Stencils are the primary method of creating parallelizable code with NDSL, and indeed in NDSL everything must begin with a stencil.

Within a 3-dimensional domain, NDSL evaluates computations in two parts. If we assume an (I, J, K) coordinate system as a reference, NDSL separates computations in the horizontal (I, J) plane from the vertical (Z) column.

In the horizontal plane, computations are always executed in parallel, which means that there is no assumed calculation order within the plane. This concept is the foundation of of NDSL's performance capabilities, and cannot be altered.

In the vertical column, computations are performed by an iteration policy that is declared within the stencil. This is done to enable the implementation of more scientific patterns using NDSL. We will discuss this in more detail shortly.

Basic Stencil Example

To demonstrate how to implement a NDSL stencil and introduce the most important keywords, let's step through an example of a stencil that copies the values of one field into another field.

First, we import several packages:

1
2
3
4
5
6
from ndsl import StencilFactory
from ndsl.boilerplate import get_factories_single_tile
from ndsl.constants import X_DIM, Y_DIM, Z_DIM, Z_INTERFACE_DIM
from ndsl.dsl.typing import Float, FloatField
import gt4py.cartesian.gtscript as gtscript
from gt4py.cartesian.gtscript import PARALLEL, computation, interval

Next, we define our stencil template:

def copy_stencil(in_field: FloatField, out_field: FloatField):
    with computation(PARALLEL):
        with interval(...):
            out_field = in_field

Note that there is no return statement here. Stencils modify fields in place may not contain a return statement, and therefore must have all inputs and outputs passed into it at call.

This stencil template has a number of important features and keywords. Let's start with the inputs: in_field and out_field. These are both declared to be type FloatField. This notation is used in traditional Python, and may be familiar to you as optional "type hinting". For stencils (and functions) these type hints are required, and the code will not execute if the supplied type does not match the declared type.

Looking into the stencil code, we can see the two most important keywords in NDSL.

The statement with computation([argument]) sets the iteration policy of the nested code. In this case, we have declared with computation(PARALLEL), signaling that *all three* dimensions can be executed in parallel. The statementwith interval([argument])sets the domain of the nested code. Once again, in this case, we have declaredwith interval(...)`, signaling that the computation should apply to all vertical levels in the compute domain.
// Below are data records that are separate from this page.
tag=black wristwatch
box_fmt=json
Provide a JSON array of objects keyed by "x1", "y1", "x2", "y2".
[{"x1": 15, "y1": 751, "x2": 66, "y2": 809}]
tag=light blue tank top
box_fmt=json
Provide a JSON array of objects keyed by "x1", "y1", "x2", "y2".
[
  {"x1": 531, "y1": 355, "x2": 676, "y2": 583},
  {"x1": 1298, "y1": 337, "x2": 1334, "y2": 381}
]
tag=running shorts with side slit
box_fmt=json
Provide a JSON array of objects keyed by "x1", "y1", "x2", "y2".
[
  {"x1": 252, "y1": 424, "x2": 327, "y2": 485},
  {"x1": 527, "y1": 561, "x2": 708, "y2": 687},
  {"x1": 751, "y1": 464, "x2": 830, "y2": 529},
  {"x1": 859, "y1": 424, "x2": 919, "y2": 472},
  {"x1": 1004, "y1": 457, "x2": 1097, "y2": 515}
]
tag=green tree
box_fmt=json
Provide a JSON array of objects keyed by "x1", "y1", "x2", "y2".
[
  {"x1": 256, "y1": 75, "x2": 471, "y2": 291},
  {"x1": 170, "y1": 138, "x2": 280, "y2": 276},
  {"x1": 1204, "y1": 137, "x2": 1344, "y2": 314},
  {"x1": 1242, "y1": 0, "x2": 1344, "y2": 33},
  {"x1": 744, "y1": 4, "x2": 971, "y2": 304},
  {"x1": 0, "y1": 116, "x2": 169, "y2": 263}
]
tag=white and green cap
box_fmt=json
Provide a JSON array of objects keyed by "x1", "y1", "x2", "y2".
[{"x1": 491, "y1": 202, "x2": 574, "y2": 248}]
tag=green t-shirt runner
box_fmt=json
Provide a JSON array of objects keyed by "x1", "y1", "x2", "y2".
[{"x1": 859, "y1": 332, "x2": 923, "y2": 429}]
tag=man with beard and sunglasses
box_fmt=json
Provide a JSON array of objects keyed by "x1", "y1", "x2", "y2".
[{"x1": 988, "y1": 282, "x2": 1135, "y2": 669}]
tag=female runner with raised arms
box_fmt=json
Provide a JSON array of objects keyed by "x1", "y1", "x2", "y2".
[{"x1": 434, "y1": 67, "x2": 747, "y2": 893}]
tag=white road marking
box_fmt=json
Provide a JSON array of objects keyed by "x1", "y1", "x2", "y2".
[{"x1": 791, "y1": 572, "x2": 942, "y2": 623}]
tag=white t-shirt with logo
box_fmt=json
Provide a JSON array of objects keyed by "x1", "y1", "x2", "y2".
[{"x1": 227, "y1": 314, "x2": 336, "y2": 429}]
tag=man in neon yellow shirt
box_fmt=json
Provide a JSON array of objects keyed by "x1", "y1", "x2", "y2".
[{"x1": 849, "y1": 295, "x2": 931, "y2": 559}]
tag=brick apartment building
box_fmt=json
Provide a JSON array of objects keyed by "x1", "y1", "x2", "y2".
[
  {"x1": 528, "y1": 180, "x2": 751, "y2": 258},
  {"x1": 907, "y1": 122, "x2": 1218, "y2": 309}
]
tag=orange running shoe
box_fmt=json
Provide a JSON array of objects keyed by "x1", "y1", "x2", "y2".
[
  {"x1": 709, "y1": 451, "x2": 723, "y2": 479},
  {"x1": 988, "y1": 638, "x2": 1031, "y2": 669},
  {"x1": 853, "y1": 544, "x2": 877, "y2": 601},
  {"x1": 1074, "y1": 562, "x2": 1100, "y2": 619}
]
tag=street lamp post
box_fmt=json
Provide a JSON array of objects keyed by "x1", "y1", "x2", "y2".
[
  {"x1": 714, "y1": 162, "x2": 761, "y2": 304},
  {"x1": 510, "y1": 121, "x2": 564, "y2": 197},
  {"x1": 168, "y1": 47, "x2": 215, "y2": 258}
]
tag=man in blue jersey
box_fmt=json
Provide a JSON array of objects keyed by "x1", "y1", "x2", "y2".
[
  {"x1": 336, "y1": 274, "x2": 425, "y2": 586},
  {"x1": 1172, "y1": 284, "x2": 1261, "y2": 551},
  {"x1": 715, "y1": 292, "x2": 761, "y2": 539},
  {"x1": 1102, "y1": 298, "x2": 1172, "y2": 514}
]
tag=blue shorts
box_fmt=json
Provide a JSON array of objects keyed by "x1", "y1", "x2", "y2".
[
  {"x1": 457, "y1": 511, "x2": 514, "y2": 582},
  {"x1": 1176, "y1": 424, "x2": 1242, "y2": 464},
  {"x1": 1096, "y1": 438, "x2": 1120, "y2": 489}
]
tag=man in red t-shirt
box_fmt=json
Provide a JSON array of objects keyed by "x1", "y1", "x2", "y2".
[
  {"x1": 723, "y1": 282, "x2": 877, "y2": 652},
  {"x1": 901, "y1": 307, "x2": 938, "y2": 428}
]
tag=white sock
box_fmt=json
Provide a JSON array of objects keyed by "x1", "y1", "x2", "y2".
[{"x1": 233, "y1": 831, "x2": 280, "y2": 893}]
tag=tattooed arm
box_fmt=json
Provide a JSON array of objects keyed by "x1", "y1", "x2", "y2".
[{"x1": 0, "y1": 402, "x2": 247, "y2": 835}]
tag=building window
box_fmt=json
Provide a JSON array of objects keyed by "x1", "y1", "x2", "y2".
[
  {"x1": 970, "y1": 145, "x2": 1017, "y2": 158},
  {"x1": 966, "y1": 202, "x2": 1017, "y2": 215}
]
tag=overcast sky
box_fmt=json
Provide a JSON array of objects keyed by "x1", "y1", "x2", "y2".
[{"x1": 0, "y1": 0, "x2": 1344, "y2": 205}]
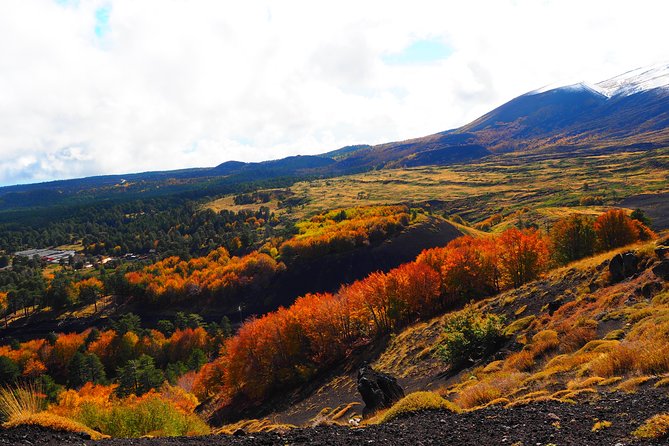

A stencil may have multiple sequential computation policies, and each computation policy may have multiple intervals.

Now we set up our class:

class CopyData:
    def __init__(self, stencil_factory: StencilFactory):

        self.constructed_copy_stencil = stencil_factory.from_dims_halo(
            func=copy_stencil,
            compute_dims=[X_DIM, Y_DIM, Z_DIM],
        )

    def __call__(self, in_quantity: FloatField, out_quantity: FloatField):
        self.constructed_copy_stencil(in_quantity, out_quantity)

Here is where we actually build our stencil (lines 14-17). Behind the scenes the system is compiling code based on a number of considerations, most important of which is the target architecture: CPU or GPU. In this example, we use the method from_dims_halo, which is the most straightforward way to build a stencil. With this method, you will always have to specify func (to determine what stencil is being built), and compute_dims. Stencils can also be built using from_origin_domain, which requires manual entry of the origin and domain of the stencil. Behind the scenes, from_dims_halo computes these and calls from_origin_domain automatically, so we recommend using from_dims_halo, as it will suffice for the vast majority of situations.

Finally we can run the program:

if __name__ == "__main__":

    domain = (5, 5, 3)
    nhalo = 0
    stencil_factory, quantity_factory = get_factories_single_tile(
        domain[0],
        domain[1],
        domain[2],
        nhalo,
    )

    copy_data = CopyData(stencil_factory)

    in_quantity = quantity_factory.zeros([X_DIM, Y_DIM, Z_DIM], "n/a")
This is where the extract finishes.